Common sense says turn disk encryption on with a laptop, plain and simple.
why disk encryption might *not* be the right choice:
recovering data can be difficult or impossible,
I was concerned about this as well, and frequent crashes on my laptop (battery empty) can ruin a file system (I have made some bad experience with reiser4 in that regard).
However, I tried it, including forced poweroffs while writing, many crashes, etc., and it is fine. You mount the encryption, and recover the file system as usual, and the encryption layer does not influence the recovery at all.
I can recommend ext4 with LUKS (cryptsetup). It is very easy to set up for a single partition. You can choose AES or TwoFish (512 bit key).

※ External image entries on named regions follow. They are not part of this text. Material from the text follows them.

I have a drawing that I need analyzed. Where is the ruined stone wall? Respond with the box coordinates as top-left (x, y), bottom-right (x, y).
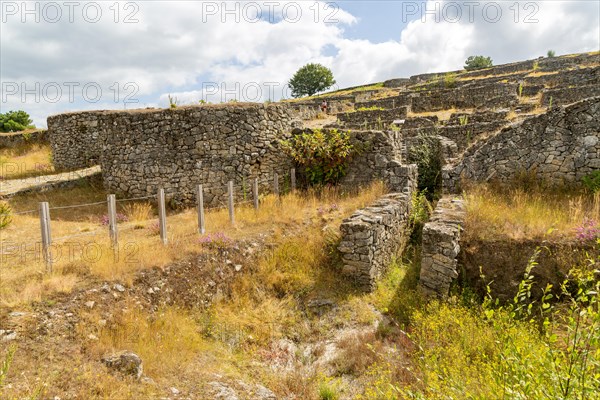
top-left (443, 97), bottom-right (600, 191)
top-left (419, 197), bottom-right (466, 296)
top-left (338, 161), bottom-right (417, 291)
top-left (355, 93), bottom-right (411, 110)
top-left (338, 107), bottom-right (408, 130)
top-left (542, 83), bottom-right (600, 107)
top-left (100, 103), bottom-right (292, 206)
top-left (341, 131), bottom-right (402, 187)
top-left (0, 130), bottom-right (48, 149)
top-left (412, 83), bottom-right (518, 113)
top-left (48, 103), bottom-right (292, 206)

The other thing I was worried about was read/write throughput. There is a benchmark utility that will tell you how how different cyphers perform. However I have never noticed any difference when working with encryption, probably because data comes in blocks and is cached efficiently by the kernel. Today, I do not see any obstacles for encrypting some partitions.
NB: The message above might reflect my opinion right now, but not necessarily tomorrow or next year.
Isn't NTFS kind of frozen in time as of 10 years ago at least?
AFAIK it gets revisions with every major release. Like the EXT family its backwards compatible, transparently.
No new features of any note for how long, a dozen years?
What big features is it missing aside from the checksumming / self-healing stuff thats already in ReFS? Feature wise its a pretty decent FS; its biggest flaw AFAICT is its bad performance in directories with huge numbers of files.